A mega-sized payoff isn't in the bag for Kate Spade & Co.

Investors in the $3 billion accessories maker have been downright manic as speculation builds of an impending takeover by suitors that are reported to include Coach Inc. and Michael Kors Holdings Ltd. Becoming part of a bigger company could cut Kate Spade's costs and boost its below-industry margins.

Kate Spade stock has climbed about 60 percent in three months, well outpacing the almost 4 percent rise in the S&P 500 during that time. The company is now valued at about 10 times its projected 2017 Ebitda, a multiple more in line with LVMH Moet Hennessy Louis Vuitton SE than Michael Kors and also richer than what Coach commands.

Expectations appear to have soared beyond what's realistic. And yet there are some who still harbor hopes of an even bigger premium.

When Caerus Investors, an activist Kate Spade investor, began pushing for a sale last November, it cited a "reasonable" multiple of at least 12 times Ebitda in arguing a 50 percent premium was warranted. That amounted to about $25 per share at the time.
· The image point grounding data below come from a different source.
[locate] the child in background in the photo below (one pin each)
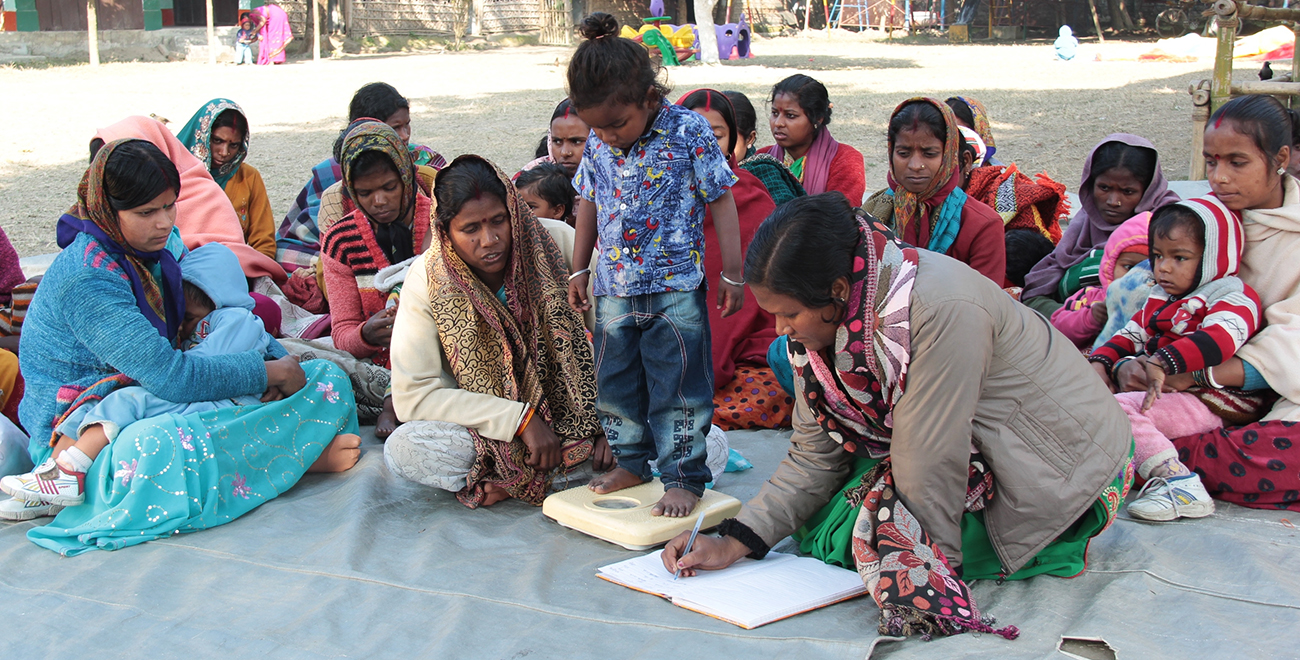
(243, 42)
(1066, 46)
(1025, 247)
(1084, 313)
(645, 179)
(549, 191)
(1197, 316)
(219, 320)
(746, 124)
The stock now trades at about $23, but Caerus's estimates have swelled even higher. It told Bloomberg News last month that Kate Spade was worth "in the high $20s or low $30s." Analysts have also bought into the hype. Cowen & Co.'s Oliver Chen is among the most bullish of those followed by Bloomberg, calling for a takeout price of $27 to $30 a share or "potentially higher depending on synergies and competition."